Perhaps no other national leader has traveled the world over the past year as often as Volodymyr Zelenskyy, the president of Ukraine. Most of his trips have been to corridors of traditional power, such as a NATO summit, to drum up war supplies or money to help defeat Russia’s military. Lately, his mission has gone deeper and wider.

The former TV star has taken to talking over the heads of diplomats and directly to people everywhere, often through journalists or social media. His goal: rebuild the grassroots consensus on the territorial integrity of all countries. It is a cause he sees akin to ensuring the integrity of rights and liberties for each individual.

Without the restoration of a global norm for the sovereignty of national borders, Ukraine may not win the war. Too many countries either support Russia’s violation of that norm or remain outwardly indifferent to it. Mr. Zelenskyy finds himself on the front lines of a war for public opinion.

A good example of his new mission was an interview in late May with journalists from Central Asia. The region, once part of the Soviet Union, still treads carefully with Moscow, which has hinted at retaking parts of the region as it has done in Ukraine.

“Everyone [in the region] found a balance with the Russians, with their policies – economic, military, and so on, so as not to awaken the beast,” he told the journalists inside a building bombed by Russia in the city of Kharkiv. “But the fact is that the beast does not ask anyone: it wakes up when it wants.”

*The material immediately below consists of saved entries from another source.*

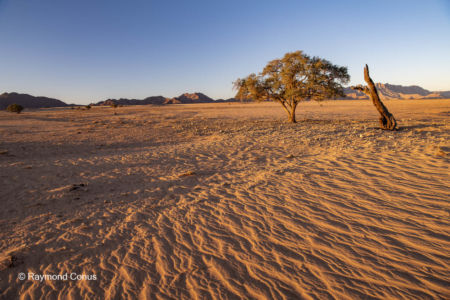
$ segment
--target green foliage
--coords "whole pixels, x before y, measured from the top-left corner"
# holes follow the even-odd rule
[[[89,110],[89,109],[91,109],[91,105],[90,105],[90,104],[89,104],[89,105],[86,105],[85,108],[86,108],[87,110]]]
[[[6,110],[20,114],[20,112],[23,110],[23,106],[20,104],[13,103],[13,104],[8,105]]]
[[[295,109],[300,101],[344,96],[342,84],[349,80],[346,67],[296,51],[270,61],[258,75],[237,79],[234,87],[241,100],[279,102],[289,121],[295,123]]]

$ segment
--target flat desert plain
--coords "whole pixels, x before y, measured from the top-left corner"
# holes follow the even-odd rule
[[[0,112],[0,297],[449,299],[450,100],[385,104]]]

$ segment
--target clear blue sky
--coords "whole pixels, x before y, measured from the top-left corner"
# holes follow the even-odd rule
[[[0,0],[0,93],[90,103],[234,95],[232,82],[304,50],[362,83],[450,90],[449,0]]]

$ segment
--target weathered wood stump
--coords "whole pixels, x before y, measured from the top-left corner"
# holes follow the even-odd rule
[[[372,99],[373,105],[377,108],[380,113],[380,127],[387,130],[397,130],[397,121],[394,116],[388,111],[383,102],[381,102],[378,96],[378,91],[373,83],[372,78],[369,76],[369,67],[366,65],[364,68],[364,80],[367,82],[367,86],[357,85],[352,86],[352,89],[361,91],[368,95]]]

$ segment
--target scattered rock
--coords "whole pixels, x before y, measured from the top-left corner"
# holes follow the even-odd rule
[[[186,177],[192,175],[196,175],[196,173],[194,171],[187,171],[186,173],[180,174],[178,177]]]
[[[446,157],[446,156],[447,156],[447,153],[445,153],[445,152],[442,151],[442,150],[438,150],[438,151],[436,152],[436,155],[437,155],[437,156]]]
[[[0,150],[0,155],[8,154],[8,150]]]
[[[288,154],[288,155],[286,155],[286,158],[294,158],[294,155]]]
[[[436,151],[436,155],[442,156],[442,157],[448,156],[449,153],[450,153],[450,147],[440,146],[440,147],[438,147],[438,149]]]
[[[85,185],[84,183],[73,184],[73,185],[70,187],[69,191],[75,191],[75,190],[78,190],[78,189],[80,189],[80,188],[82,188],[82,187],[85,187],[85,186],[86,186],[86,185]]]
[[[21,264],[23,264],[23,259],[21,259],[20,257],[17,257],[14,254],[9,255],[9,258],[6,260],[6,267],[8,268],[14,268],[17,267]]]
[[[26,208],[39,207],[39,206],[44,206],[44,204],[42,204],[41,202],[36,202],[36,203],[26,206]]]

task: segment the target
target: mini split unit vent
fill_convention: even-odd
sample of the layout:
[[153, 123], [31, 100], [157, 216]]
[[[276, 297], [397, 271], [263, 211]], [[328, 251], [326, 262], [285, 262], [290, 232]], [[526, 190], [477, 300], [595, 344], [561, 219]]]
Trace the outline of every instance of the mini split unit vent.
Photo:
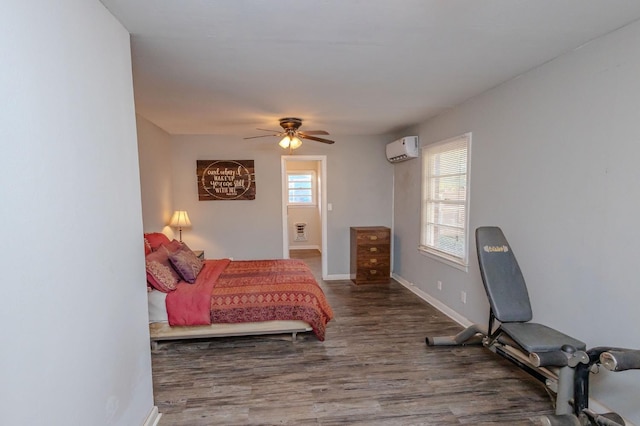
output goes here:
[[295, 241], [307, 241], [307, 224], [305, 222], [296, 222], [293, 224], [295, 232]]
[[404, 138], [387, 144], [387, 160], [392, 163], [411, 160], [418, 157], [418, 137], [405, 136]]

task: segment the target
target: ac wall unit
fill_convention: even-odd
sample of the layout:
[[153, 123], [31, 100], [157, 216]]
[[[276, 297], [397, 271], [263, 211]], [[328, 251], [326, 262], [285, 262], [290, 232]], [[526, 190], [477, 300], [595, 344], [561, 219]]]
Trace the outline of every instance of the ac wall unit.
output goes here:
[[392, 163], [418, 158], [418, 137], [405, 136], [387, 144], [387, 160]]
[[307, 223], [296, 222], [293, 224], [293, 232], [295, 233], [294, 241], [308, 241], [307, 240]]

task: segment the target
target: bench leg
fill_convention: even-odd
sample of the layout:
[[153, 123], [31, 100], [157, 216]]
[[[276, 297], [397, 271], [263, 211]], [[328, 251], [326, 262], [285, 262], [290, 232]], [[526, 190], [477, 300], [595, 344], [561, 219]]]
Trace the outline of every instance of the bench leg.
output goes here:
[[463, 346], [479, 345], [487, 332], [477, 324], [473, 324], [455, 336], [427, 337], [427, 346]]
[[572, 414], [573, 407], [573, 378], [575, 369], [569, 366], [560, 368], [558, 371], [558, 393], [556, 395], [556, 414]]

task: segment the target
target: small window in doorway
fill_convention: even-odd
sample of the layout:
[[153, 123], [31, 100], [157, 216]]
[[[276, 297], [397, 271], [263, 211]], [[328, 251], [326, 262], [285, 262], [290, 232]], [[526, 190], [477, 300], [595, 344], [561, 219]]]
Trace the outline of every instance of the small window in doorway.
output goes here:
[[290, 206], [316, 204], [316, 173], [314, 171], [287, 172], [287, 188]]

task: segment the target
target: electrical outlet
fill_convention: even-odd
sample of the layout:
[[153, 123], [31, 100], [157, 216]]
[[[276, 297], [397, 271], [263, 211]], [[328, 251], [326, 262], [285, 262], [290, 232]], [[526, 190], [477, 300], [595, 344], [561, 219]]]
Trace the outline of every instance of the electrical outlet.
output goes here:
[[438, 280], [438, 290], [442, 290], [442, 281]]
[[462, 303], [467, 303], [467, 292], [466, 291], [461, 291], [460, 292], [460, 300], [462, 301]]

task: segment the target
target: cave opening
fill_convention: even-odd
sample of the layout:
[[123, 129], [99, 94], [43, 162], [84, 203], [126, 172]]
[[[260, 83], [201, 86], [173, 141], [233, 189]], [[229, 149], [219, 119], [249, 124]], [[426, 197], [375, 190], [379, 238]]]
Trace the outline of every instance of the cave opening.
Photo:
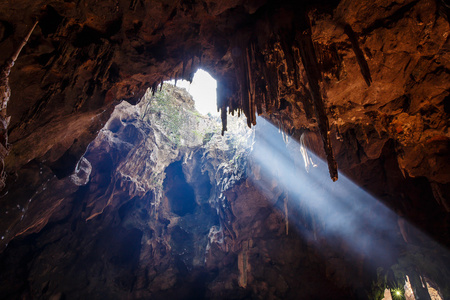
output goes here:
[[195, 102], [195, 109], [203, 115], [211, 114], [219, 115], [217, 112], [217, 81], [203, 69], [198, 69], [192, 81], [187, 80], [170, 80], [167, 83], [185, 88], [192, 95]]

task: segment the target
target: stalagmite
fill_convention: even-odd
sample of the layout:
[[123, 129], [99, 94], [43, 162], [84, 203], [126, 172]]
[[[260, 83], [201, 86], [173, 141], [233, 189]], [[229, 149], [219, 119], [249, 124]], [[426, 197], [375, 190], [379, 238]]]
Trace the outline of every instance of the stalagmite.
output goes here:
[[250, 241], [242, 242], [242, 251], [238, 255], [238, 268], [239, 268], [239, 286], [246, 288], [247, 287], [247, 272], [249, 269], [248, 265], [248, 249]]
[[419, 274], [418, 270], [415, 267], [411, 267], [407, 271], [407, 275], [411, 280], [411, 286], [416, 299], [431, 300], [430, 294], [428, 293], [428, 289], [426, 287], [426, 282], [423, 280], [423, 277]]

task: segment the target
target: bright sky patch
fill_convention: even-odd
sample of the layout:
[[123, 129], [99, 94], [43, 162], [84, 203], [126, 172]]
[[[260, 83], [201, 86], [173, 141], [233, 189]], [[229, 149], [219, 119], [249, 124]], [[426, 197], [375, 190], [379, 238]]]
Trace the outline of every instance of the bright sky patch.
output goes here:
[[[175, 84], [175, 80], [168, 81]], [[211, 113], [218, 115], [216, 104], [217, 81], [208, 72], [199, 69], [192, 80], [192, 84], [186, 80], [178, 80], [177, 87], [185, 88], [194, 98], [195, 108], [203, 115]]]

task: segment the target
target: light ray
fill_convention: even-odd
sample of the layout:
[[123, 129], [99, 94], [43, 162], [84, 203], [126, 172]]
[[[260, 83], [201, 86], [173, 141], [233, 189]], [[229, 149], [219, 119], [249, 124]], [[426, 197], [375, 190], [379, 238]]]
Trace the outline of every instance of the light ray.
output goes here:
[[262, 118], [257, 122], [263, 129], [257, 135], [252, 159], [261, 167], [261, 176], [253, 182], [271, 198], [276, 196], [271, 187], [275, 178], [291, 206], [297, 207], [297, 212], [306, 209], [320, 224], [320, 228], [313, 228], [305, 226], [303, 220], [290, 219], [297, 231], [308, 241], [316, 242], [319, 236], [329, 243], [345, 243], [355, 255], [367, 257], [374, 268], [396, 261], [406, 244], [399, 217], [343, 174], [331, 182], [327, 164], [310, 151], [308, 155], [317, 166], [307, 172], [303, 161], [294, 163], [295, 156], [301, 157], [300, 145], [291, 138], [289, 143], [294, 144], [286, 146], [278, 129]]

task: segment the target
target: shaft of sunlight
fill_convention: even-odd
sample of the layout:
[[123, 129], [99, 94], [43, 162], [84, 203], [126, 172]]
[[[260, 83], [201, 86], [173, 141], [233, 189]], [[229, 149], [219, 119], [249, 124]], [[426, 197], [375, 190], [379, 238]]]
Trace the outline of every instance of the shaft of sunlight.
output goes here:
[[270, 182], [276, 178], [287, 191], [289, 201], [306, 208], [321, 224], [317, 229], [298, 223], [300, 234], [311, 241], [319, 236], [328, 242], [344, 242], [355, 254], [370, 256], [378, 263], [394, 255], [403, 243], [394, 212], [345, 176], [330, 182], [327, 164], [302, 149], [308, 151], [308, 160], [315, 163], [307, 172], [303, 162], [293, 163], [293, 157], [302, 157], [297, 142], [290, 139], [286, 146], [277, 128], [262, 118], [258, 118], [258, 125], [264, 128], [263, 134], [258, 136], [252, 155], [261, 166], [261, 177], [254, 182], [270, 195]]

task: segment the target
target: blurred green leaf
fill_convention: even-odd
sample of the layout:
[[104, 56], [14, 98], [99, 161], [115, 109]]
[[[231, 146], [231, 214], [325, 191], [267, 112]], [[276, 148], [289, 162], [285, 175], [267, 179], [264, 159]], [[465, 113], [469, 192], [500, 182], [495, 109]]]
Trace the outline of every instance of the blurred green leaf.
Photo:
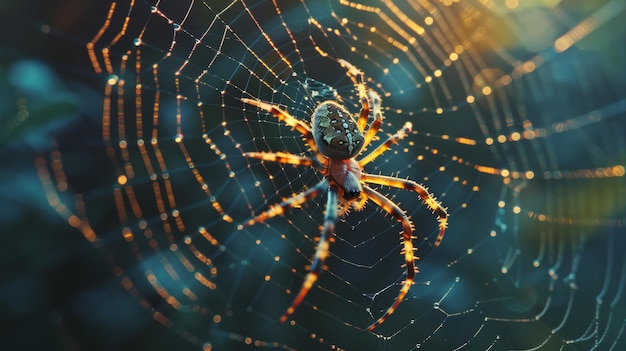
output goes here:
[[17, 112], [0, 124], [2, 144], [46, 126], [58, 125], [59, 122], [75, 117], [79, 109], [78, 101], [69, 94], [57, 96], [56, 100], [32, 110], [25, 99], [19, 99], [17, 105]]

He wants Central Asians to see “the real consequences of the war, what the Russian world brings and what it will definitely try to bring” to their region. “I believe that your peoples are our friends,” he added, implying that Ukraine is fighting for the principle of sovereignty for all nations.

Official ties between Ukraine and Central Asian governments remain weak. But “people-to-people relations are a different story,” with citizens in the region offering support to Ukrainians, wrote journalist Nurbek Bekmurzaev in the media outlet Global Voices.

Mr. Zelenskyy’s new cause faces a test at a June 15-16 peace summit sponsored by Switzerland. Most nations plan to attend, but Russia is pressing countries to skip it. The reason: The summit’s main topic is how to restore the territorial integrity of Ukraine. 

“The only way to end the war is to force Russia to agree to the beginning of a peace settlement, whose principles will be developed not in Moscow, but in Kyiv, together with the partner states and having a broad international consensus,” wrote Ihor Solovei of Ukraine’s Centre for Strategic Communication and Information Security, in the Kyiv Post.

That task of renewing that consensus now relies on Mr. Zelenskyy’s campaign – when he’s not also commanding a military to restore Ukraine’s borders.